Right steps at right time: India Inc lauds new measures

The plans to reboot India to become a self-reliant economy came with the first tranche of relief measures being announced by Union Finance Minister Nirmala Sitharaman on Wednesday.

By :  migrator
Update: 2020-05-13 22:28 GMT
File photo of workers watching television during the lockdown period at a textile unit in Tirupur

Chennai

Credit liquidity sops like collateral-free loans, statutory relaxations and tax benefits largely formed part of the booster dose aimed at kick-starting the pandemic-hit sectors such as micro, small and medium enterprises, realty and the non-banking financial companies. Industry captains, technocrats and new-age entrepreneurs sound upbeat about the future as they shared insights with DT Next.

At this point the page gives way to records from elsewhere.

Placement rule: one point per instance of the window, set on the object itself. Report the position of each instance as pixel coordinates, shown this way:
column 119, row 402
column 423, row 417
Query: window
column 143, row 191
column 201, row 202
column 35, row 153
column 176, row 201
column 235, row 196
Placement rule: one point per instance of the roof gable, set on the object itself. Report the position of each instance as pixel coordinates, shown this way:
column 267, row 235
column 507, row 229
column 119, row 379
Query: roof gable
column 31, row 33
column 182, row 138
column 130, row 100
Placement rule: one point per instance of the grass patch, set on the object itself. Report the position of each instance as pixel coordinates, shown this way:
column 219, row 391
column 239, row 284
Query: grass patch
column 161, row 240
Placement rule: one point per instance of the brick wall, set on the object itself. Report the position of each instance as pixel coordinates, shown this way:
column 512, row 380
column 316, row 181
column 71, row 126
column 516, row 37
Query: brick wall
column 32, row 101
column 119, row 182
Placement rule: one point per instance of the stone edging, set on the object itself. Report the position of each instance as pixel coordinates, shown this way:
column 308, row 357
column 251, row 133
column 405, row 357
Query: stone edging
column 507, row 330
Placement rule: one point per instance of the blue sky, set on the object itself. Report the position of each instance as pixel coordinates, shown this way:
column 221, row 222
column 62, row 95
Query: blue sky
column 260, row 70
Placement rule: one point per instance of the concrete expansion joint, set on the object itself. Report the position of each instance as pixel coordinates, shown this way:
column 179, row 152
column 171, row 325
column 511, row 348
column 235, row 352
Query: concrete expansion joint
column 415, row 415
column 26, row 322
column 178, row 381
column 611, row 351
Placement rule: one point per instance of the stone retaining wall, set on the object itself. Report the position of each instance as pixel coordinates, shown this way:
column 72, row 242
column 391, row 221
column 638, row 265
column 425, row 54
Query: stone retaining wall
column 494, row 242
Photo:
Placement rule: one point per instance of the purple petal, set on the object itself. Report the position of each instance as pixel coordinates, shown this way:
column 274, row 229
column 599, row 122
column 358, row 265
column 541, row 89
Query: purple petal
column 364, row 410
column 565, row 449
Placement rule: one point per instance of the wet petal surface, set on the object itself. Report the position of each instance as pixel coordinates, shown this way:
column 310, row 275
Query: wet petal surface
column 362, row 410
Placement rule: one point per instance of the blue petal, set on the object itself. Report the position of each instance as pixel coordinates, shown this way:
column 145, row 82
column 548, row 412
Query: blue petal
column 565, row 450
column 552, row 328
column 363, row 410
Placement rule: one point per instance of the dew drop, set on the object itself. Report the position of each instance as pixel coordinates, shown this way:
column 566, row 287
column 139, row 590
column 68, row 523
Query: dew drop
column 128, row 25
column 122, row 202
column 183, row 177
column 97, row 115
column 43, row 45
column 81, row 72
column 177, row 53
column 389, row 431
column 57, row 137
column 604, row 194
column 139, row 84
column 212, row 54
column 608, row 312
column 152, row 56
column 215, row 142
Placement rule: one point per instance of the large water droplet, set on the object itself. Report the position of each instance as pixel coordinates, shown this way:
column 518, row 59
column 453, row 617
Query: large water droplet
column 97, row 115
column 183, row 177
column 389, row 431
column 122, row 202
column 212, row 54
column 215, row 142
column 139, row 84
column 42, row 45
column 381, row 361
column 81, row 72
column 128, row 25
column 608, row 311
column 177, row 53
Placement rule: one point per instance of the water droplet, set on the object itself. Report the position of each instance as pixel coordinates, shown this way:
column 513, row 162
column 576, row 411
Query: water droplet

Sridhar Vembu, Founder, Zoho, said the self-reliant India theme is a bold step towards the country developing deep technological capabilities domestically.

Endorsing the view is K Vaitheeswaran, Co-Founder, Again Drinks, who believes the COVID-19 crisis provides India a huge opportunity to reset the economy and become a bigger player in the global supply chains. “To achieve this, we need to think differently and not incrementally. Ten per cent of the GDP is a serious stimulus and e-commerce may benefit in several ways: The stimulus to help MSMEs will help millions of online vendors to survive, pick up their business, continue to enhance and manage their inventory better on online sites; the massive investments in infrastructure should help them in efficient goods transportation and the expected increase in more money in consumer’s hands (through may be some personal tax incentives) should result in more business on e-commerce platforms,” he told DT Next.

Senthil Natarajan, CEO, OpenTap, has a different take. “Someone, building a small 30-staff office in Chennai, would first fly to China, order basic things like furniture for their establishment, get it shipped and it still is cheaper than buying in India. A low estimate of trade deficit with China would be 50 bn dollars, whereas the GDP per capita of China is nearly five times ours. How does it make any sense for a country with 2,000 dollar GDP per capita?” he said. “Self-reliance doesn’t mean protectionism and isolationism is underlined by the fact that you make local but do go global.

Going by the trade deficit data and ‘well-known’ poor infrastructure in India, the focus seems to be on the right areas of using this pandemic to strengthen and reshape the core and financial infrastructure of the country,” the entrepreneur said.